The open-source platform is proving its mettle, but it's just one piece of a bigger puzzle.

DNA strand

Genome research is one of several areas where the big-data tool Hadoop is proving itself. (Stock image)

Can the big-data tool Hadoop help rescue victims during the next big disaster, or steer health officials toward the cancer treatment that is a patient's best bet?

It’s beginning to happen, according to Dante Ricci, director of federal innovation at SAP. Pre-packaged solutions based on Hadoop already exist that federal agencies (and state and local ones) could use to deliver critical insights from to researchers and emergency responders in real-time, he said.

"Hadoop is a powerful technology that can meet some of the needs of big data, but not all the different use cases of big data," Ricci said. "Government employees and citizens want a simple interface, but they don’t have that combination of tools that allow end-users to search and understand the different capabilities in the data that are there for finding correlations."

Explaining Hadoop

For those still trying to wrap their head around big data, Hadoop is an even bigger enigma. Here's the (very) short version:

Hadoop elephant

The Hadoop software framework allows the ability to work with massive amounts of unstructured data by spreading the load across a large number of servers. It is an open-source version of Google's MapReduce, which the search-engine giant developed for its own web-indexing and searching efforts.

Hadoop is an Apache Software Foundation project. A more detailed description is available at http://hadoop.apache.org/

Hadoop is as an open-source framework used in managing and processing vast amounts of structured and unstructured data. (see sidebar) Companies like Facebook, Twitter and Yahoo use it to take enormous volumes of low-value information from web servers, such as link clicks, and turn into useful data, according to Sid Probstein, CTO of Attivio, a Massachusetts-based enterprise software company.

But useful summaries require Hadoop be layered with other applications that might, for example, mine data or provide visualization to an end-user.

"Hadoop is a solid technology, it’s very effective at solving the volume problem, but most interesting output has to be merged with other data," Probstein said. "You have to put that data in order for real people to consume it."

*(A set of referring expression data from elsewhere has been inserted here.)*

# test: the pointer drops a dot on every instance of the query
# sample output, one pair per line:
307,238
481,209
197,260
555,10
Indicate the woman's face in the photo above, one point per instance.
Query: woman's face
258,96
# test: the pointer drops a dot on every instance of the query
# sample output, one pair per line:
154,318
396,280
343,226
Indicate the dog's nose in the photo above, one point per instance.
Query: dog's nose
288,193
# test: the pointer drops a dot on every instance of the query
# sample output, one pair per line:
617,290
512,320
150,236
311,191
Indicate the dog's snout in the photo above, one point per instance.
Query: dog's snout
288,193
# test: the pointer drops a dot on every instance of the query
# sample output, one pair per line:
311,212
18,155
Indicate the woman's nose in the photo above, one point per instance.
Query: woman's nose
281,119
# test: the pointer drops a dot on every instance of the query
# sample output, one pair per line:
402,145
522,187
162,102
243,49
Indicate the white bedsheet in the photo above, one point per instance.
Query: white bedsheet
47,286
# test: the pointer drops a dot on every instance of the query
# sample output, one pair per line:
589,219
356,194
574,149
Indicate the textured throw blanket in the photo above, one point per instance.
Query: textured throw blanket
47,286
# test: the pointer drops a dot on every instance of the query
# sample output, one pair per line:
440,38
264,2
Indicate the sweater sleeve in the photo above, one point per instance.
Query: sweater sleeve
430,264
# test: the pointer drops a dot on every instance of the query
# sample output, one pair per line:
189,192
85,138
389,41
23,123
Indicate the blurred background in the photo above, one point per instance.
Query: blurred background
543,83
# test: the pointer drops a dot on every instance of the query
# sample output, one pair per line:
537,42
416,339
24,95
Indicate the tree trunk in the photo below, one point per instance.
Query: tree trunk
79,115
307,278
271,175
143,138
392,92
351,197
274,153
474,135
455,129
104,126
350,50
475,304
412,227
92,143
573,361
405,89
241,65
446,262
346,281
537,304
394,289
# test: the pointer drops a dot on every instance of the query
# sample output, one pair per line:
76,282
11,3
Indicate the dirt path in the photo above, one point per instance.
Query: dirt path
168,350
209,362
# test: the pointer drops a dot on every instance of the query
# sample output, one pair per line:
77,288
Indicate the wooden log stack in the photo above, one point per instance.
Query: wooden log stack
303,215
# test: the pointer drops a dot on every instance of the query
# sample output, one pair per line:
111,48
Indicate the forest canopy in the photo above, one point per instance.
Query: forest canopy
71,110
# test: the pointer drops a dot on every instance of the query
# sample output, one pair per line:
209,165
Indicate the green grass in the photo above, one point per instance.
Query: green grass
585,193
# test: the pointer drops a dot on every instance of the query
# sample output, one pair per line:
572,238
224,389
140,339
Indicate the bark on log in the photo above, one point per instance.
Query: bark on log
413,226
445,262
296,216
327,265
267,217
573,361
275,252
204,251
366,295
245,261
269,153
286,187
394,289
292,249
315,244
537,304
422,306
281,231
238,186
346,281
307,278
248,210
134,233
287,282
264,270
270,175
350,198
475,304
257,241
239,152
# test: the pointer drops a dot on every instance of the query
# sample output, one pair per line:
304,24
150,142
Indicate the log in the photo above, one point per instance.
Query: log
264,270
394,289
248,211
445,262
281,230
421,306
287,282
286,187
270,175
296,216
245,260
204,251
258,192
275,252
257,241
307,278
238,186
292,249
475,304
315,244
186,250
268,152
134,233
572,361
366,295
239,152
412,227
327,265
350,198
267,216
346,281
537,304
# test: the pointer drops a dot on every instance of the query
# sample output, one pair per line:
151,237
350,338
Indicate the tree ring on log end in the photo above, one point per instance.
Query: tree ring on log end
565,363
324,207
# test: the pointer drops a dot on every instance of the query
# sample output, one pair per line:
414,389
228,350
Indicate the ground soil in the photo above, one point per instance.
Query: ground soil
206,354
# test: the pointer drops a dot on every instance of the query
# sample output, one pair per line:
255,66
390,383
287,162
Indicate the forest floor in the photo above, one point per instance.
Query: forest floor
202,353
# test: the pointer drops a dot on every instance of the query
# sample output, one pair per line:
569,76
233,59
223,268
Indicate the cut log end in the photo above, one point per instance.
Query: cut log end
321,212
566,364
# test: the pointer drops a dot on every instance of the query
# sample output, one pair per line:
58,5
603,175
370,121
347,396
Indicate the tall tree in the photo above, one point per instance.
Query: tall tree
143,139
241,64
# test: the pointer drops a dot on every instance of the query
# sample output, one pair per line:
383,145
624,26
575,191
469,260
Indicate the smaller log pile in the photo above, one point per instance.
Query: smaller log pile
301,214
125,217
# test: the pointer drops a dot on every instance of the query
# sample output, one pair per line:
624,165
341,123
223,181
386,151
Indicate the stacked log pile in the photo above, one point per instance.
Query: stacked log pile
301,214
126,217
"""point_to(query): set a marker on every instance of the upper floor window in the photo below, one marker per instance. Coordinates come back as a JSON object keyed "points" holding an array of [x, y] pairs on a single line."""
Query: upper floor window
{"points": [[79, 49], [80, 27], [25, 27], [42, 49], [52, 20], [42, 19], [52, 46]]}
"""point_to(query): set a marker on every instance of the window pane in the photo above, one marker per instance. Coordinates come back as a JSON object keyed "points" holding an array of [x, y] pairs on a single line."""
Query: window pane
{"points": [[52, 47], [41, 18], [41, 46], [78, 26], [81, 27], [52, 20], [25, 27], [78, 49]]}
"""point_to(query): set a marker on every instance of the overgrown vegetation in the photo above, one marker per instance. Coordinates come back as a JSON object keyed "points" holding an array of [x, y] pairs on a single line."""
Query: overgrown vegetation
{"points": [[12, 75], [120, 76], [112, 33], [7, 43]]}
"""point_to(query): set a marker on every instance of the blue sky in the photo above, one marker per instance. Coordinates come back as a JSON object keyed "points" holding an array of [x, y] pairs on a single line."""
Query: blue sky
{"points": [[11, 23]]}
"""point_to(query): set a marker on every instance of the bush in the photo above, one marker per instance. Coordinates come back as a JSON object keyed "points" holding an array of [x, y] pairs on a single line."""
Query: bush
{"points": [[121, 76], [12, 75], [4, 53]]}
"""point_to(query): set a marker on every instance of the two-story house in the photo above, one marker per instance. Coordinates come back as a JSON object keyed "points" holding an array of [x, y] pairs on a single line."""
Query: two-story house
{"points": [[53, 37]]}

Some companies have turned to pre-packaged solutions that do just that, combining Hadoop’s data processing capabilities with other tools like in-memory technology to provide end-users with real-time insights gleaned from big piles of data.

Ricci cited a use-case of MKI, a biotechnology company based in Japan, as evidence of where Hadoop-based technologies are headed.

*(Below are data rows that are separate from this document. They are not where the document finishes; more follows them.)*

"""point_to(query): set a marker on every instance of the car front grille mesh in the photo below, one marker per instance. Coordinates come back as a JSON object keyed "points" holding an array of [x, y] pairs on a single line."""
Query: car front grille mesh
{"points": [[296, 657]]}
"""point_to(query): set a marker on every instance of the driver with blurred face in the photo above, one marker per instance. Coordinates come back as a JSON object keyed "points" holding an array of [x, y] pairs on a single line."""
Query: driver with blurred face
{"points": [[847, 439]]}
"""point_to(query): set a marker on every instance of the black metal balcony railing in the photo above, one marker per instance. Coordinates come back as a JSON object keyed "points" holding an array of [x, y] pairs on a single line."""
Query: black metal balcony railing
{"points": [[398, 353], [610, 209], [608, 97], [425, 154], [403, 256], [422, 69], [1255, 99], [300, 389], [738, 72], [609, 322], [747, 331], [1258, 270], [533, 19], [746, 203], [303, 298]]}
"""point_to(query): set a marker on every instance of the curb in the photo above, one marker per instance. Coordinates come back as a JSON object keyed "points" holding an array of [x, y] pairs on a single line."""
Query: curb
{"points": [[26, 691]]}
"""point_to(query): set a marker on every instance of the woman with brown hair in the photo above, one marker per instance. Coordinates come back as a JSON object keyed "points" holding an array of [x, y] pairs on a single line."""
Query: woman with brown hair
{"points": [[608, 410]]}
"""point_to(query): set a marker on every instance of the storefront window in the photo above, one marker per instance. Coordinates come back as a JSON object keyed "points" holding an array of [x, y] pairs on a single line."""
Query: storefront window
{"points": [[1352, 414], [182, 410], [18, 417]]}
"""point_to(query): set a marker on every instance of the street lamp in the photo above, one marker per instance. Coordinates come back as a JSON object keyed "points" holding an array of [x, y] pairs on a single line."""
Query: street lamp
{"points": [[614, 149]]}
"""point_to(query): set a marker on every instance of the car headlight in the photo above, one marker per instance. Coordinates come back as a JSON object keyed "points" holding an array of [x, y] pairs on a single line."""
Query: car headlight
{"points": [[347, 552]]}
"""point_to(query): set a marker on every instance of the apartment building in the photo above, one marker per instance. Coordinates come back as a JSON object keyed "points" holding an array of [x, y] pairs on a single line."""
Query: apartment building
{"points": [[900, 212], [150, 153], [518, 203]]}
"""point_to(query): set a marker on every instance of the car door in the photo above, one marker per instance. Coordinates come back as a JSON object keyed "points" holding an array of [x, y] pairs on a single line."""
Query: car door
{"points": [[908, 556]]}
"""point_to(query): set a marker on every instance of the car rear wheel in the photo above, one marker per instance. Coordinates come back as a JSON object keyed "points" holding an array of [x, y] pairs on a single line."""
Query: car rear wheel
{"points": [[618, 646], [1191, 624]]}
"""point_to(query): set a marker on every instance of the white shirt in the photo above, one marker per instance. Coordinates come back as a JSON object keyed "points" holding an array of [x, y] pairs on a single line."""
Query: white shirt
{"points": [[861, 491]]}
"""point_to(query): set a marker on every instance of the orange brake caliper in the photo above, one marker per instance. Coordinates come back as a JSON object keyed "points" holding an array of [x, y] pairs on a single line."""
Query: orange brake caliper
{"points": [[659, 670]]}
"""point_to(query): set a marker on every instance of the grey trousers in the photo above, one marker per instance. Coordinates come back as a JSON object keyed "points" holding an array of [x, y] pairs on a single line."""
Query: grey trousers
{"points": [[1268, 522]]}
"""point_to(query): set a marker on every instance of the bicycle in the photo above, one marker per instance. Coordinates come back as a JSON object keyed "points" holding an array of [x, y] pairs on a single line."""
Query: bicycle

MKI uses Hadoop in conjunction with SAP’s in-memory HANA system and the open-source statistical program R to create what Ricci called a "real-time big data platform" that cuts down the time it takes doctors to sequence genomes.

In the system, Hadoop handles data pre-processing and high-speed storage, R does the data mining and SAP’s HANA system performs real-time analysis of patient data for MKI.

The end result is that doctors can compare the genome data of a cancer patient with healthy individuals, delivering analysis "before the patient leaves the hospital," Ricci said.

The National Institutes of Health could use such a system in its cancer research efforts, Ricci said. And because the technology stack can group together real-time independent data feeds like 911 and search and rescue and display information visually, it could prove useful in agencies responding to natural disasters or major emergencies.

"Hadoop with in-memory technology would allow emergency responders to have a holistic view of what’s going on," Ricci said. "How do you gather all that information up, make sense of it all so you can coordinate from a central or multiple locations and make sure it’s done efficiently and nobody’s left out? That’s what we’re trying to do."

Alone, Ricci said, Hadoop is a useful tool for some, but suggested its best bet in the evolution of big data is in concert with other tools to "bring information together in a better user-interface."

"Hadoop does not fit all – it has limitations – and it’s not easy for a business person or someone to go in quickly and garner insight without help from technologists," Ricci said. "The evolution of big data comes down to making the information available to all stakeholders."